Deden menggaruk kepalanya yang tidak gatal. Ia bingung dengan sikap dan permintaan istrinya.
“Tuh’kan? Kok malah garu-garuk kepala?”
“Habisnya akang teh bingung sama permintaan Asri. Apa akang harus berubah jadi power ranger dulu biar cool dan keren?”
Tawa Asri seketika pecah. Dibalik sikap Deden yang lembek dan terlalu banyak segan, Deden memang pribadi yang menyenangkan dan humoris.
“Tadi marah, sekarang malah ketawa? Dek Asri nggak sakit’kan?” Deden memegang dahi istrinya.
“Kamu apa-apaan sih.” Asri menyibak tangan Deden dari dahinya.
“Akang nggak boleh sentuh kening dek Asri?”
“Bukan nggak boleh nyentuh, Sayang ... Tapi aku itu tidak sakit, jadi kamu nggak perlu megangin kening aku kayak gitu.”
“Dek Asri tadi bilang apa? Akang nggak dengar.”
“He—eh ... memangnya tadi aku bilang apa?” Asri seketika terdiam. Ia jengah.
“Tadi, setelah kata nyentuh ... tadi dek Asri bilang sesuatu lo?”
“Memangnya aku bilang apa?” Asri paham kemana arah pembicaraan Deden. Namun ia berusaha untuk mengelak.
“Itu, tadi dek Asri bilang sesuatu. Akang tadi mendengarnya tadi nggak jelas. Coba diulangi lagi.”
“Memangnya aku ngomong apa?” Asri membuang muka.
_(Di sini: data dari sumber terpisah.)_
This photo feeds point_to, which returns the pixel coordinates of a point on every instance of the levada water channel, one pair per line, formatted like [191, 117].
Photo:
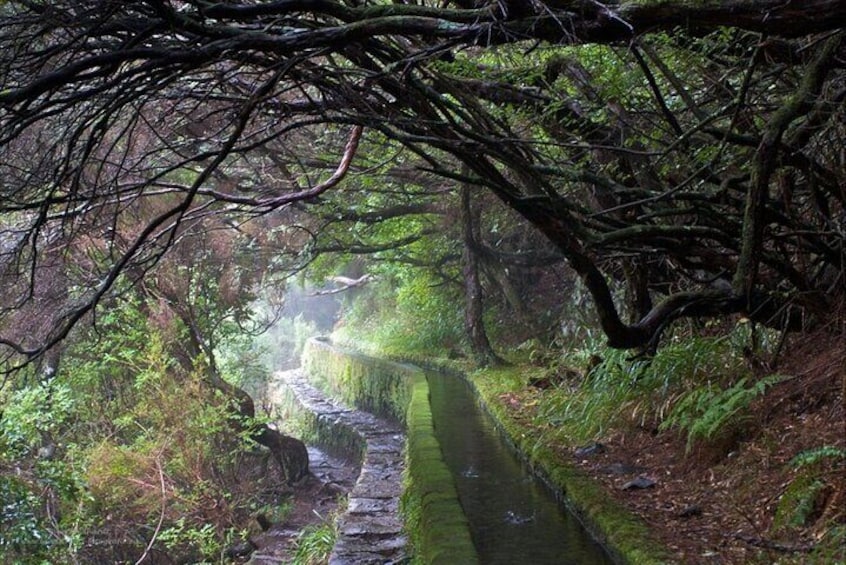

“Ah, dek Asri mah pura-pura lupa. Coba dong ulang sekali lagi, biar hati akang adem gitu mendengarnya. Biar akang bisa belajar jadi cowok yang cool dan keren seperti yang dek Asri mau.”
Asri kembali menatap wajah Deden dengan tatapan tajam.
“Kenapa atuh natapnya begitu? Katanya akang harus jadi cowok yang cool?”
Asri tidak menjawab. Ia malah bangkit dari ranjang dan berjalan mendekati meja kerjanya.
“Kenapa malah pergi?”
“Nggak apa-apa. Aku males aja.”
Deden pun ikut bangkit dan mendekati Asri. Pria itu seketika merangkul Asri dari belakang.
“Kenapa sulit sekali bibir kamu itu untuk mengulangi kata sayang tadi? Apa itu hanya sekedar basa-basi,” lirih Deden tepat di depan daun telinga Asri dengan intonasi yang berbeda.
Asri seketika terdiam dan meremang diperlakukan seperti itu. Ia memegang lengan suaminya dan mengarahkan bibirnya ke telinga Deden.
“Aku sayang kamu. I love you ....” bisik Asri.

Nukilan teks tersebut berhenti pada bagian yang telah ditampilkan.